Tout est contre lui. On attaque ses camions, les conducteurs sont tabassés, les assaillants s'enfuient avec la cargaison et volent son contenu. Le jeune mexicain dont il est un peu le parrain est blessé et traumatisé. On rôde autour de sa maison. Le FBI s'intéresse à ses comptes; il est suspecté et accusé de fraudes. La dessus, les banques le lâchent. Et le vieux juif à papillotes qui était vendeur du terminal ne veut pas reculer d'une semaine la date de la transaction..... On a donc deux heures pour savoir si Abel va s'en sortir sans se départir de son calme "je vais arranger ça" qui énerve considérablement Anna, sans déroger à ses principes, sans accepter que ses chauffeurs soient armés (car ça ne peut que mal finir), pris entre le syndicat des camionneurs, ses concurrents, sa femme qui le trouve trop mou, son comptable qui userait bien de procédés moins catholiques... et les flics.

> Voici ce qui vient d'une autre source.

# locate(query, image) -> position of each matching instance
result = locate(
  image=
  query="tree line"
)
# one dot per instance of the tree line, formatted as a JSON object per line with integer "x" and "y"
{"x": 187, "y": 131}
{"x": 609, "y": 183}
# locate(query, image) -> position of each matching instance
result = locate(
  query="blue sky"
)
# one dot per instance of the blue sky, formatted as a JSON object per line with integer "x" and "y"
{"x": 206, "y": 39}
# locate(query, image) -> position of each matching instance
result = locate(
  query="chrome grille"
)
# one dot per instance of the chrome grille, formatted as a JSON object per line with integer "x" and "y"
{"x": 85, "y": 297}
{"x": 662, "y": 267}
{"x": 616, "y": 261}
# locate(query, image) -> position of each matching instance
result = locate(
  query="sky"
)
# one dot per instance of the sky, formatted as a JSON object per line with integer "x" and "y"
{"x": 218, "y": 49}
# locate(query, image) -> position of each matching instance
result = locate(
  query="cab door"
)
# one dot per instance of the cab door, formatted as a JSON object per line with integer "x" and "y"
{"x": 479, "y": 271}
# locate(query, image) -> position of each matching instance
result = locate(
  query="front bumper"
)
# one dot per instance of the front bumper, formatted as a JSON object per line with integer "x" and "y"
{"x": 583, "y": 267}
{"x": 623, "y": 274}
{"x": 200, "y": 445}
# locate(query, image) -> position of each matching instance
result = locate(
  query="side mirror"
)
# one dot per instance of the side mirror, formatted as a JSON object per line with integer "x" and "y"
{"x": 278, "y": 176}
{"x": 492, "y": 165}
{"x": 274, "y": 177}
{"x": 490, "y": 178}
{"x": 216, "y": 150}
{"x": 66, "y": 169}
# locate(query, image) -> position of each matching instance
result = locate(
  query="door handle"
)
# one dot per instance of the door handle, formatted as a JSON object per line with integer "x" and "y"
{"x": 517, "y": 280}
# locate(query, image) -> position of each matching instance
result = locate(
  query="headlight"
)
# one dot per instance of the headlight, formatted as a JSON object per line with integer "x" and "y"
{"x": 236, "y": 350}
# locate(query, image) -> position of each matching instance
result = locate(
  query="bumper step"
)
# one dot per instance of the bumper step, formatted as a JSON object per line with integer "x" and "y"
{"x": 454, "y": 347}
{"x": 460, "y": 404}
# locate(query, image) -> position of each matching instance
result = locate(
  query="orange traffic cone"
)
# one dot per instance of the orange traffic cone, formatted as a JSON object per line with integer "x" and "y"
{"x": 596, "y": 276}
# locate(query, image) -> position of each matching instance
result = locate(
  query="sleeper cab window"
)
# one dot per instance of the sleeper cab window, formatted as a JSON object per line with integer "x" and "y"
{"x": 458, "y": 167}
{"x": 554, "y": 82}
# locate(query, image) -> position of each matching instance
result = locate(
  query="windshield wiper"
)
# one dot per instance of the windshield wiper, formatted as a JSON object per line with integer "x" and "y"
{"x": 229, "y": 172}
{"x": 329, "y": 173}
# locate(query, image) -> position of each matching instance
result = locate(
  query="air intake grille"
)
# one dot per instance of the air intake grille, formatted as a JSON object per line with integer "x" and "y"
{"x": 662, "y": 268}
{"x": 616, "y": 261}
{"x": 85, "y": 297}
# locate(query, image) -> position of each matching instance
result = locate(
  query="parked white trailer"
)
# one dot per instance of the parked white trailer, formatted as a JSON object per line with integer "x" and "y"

A part la très jolie maison où le couple élève ses filles dans une banlieue campagnarde, les décors sont sordides: voies ferrées désaffectées, entrepôts, cuves rouillées..... les négociations se font au cours de rendez vous dans des endroits pas possibles; on est toujours au milieu de nulle part; l'image est crasseuse, poussiéreuse, nauséeuse -ou somptueuse lorsque se dégage un large horizon de skyline. Le rythme est lent -la poursuite la plus frénétique se fait à pieds! Tout cela crée un climat fascinant, inquiétant, bizarre. On a peur, mais c'est une peur douce, feutrée.
C'est un film magistral. Gone Girl, White Bird, Night Call.... On est gâtés en ce moment! Dans cet exercice de style qu'est le thriller, voilà une génération de grands stylistes. A voir, absolument!